Using TLS provided by the mail server may have been possible, similar to how the HSTS header is sent over the HTTPS connection. But unfortunately the MTA-STS policy if for the receiving domain (@example.com) and the receiving mail server may be run on a completely different domain. We need a signal that cryptographicly relates to the receiving domain.

rubatuga

3 hours ago

Defaulting to SSL only is the easiest way. I'm surprised the industry has not moved on yet ... my mail server enforces SSL only.

Wicher

an hour ago

Even if you enforce SSL-only on inbound mail, you're still vulnerable to the downgrade attack (or rather: the "prevent upgrade to TLS attack") - someone can MITM, and the sender will be speaking non-SSL to the MITMer, who'll speak SSL to you. To you things would look fine. Enter MTA-STS, with which the sending mail server can deduce that no, things are not OK.
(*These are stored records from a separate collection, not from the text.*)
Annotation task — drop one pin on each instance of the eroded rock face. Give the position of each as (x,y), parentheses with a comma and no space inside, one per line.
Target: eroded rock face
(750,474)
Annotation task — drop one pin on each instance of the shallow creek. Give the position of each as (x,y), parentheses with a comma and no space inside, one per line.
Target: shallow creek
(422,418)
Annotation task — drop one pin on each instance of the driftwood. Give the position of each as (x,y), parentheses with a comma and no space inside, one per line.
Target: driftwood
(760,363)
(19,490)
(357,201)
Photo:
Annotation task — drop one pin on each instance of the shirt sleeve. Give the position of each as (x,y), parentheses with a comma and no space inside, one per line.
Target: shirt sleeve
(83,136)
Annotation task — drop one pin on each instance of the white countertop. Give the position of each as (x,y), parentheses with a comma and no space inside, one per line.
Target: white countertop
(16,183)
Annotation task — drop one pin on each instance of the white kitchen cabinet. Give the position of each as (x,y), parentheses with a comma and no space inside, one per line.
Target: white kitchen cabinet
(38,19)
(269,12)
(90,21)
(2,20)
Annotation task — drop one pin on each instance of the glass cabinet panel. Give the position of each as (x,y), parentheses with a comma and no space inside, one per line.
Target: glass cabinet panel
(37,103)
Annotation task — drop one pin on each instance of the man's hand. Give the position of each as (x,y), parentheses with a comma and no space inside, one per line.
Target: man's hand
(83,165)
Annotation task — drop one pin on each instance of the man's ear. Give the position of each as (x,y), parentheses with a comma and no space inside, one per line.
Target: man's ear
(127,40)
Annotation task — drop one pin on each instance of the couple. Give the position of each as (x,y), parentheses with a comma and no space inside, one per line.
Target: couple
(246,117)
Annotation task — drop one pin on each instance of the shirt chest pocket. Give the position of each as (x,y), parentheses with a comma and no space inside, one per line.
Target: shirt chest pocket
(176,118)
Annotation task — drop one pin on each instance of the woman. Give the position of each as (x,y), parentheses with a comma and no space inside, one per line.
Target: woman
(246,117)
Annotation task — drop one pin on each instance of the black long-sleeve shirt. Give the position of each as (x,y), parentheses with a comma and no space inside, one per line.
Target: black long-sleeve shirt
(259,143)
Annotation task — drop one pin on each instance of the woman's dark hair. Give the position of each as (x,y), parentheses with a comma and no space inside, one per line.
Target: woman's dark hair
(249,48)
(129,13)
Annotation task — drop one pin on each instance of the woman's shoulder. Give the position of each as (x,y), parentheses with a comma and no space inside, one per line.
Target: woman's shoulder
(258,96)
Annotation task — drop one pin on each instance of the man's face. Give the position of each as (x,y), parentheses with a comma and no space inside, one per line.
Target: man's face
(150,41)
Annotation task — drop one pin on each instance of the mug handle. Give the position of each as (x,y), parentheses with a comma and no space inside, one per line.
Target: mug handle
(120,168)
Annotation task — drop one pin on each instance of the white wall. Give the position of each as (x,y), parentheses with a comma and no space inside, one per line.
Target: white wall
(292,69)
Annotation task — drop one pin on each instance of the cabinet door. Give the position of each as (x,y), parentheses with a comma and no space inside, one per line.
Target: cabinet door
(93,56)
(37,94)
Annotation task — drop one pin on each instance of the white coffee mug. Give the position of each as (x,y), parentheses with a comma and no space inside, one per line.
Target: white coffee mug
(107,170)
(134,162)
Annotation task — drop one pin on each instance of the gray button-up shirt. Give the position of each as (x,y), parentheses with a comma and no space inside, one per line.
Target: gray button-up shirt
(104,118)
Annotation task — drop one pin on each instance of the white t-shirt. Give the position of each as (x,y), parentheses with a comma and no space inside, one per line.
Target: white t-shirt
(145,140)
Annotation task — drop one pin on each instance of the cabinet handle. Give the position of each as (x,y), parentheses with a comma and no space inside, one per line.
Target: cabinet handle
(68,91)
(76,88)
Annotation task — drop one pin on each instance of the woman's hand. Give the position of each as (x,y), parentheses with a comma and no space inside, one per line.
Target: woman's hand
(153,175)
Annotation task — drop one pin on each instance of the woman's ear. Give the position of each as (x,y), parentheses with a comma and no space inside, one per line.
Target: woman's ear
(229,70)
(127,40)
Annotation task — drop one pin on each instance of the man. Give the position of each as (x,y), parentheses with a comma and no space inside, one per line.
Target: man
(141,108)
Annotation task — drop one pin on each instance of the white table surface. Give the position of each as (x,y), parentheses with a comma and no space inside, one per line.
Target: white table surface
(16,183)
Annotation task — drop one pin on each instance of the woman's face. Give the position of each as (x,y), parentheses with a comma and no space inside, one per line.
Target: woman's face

Or are you saying you're not doing STARTLS at all and servers delivering mail to you have to do an SSL handshake before getting to speak SMTP to you? I'm quite surprised if that's compatible with the wider SMTP world.

8organicbits

2 hours ago

That's a hard choice. Google reports that 2% of the email they send goes out unencrypted, it's too large a percent to ignore. If you are using Postfix, would you mind sharing which setting you use? They all have challenges.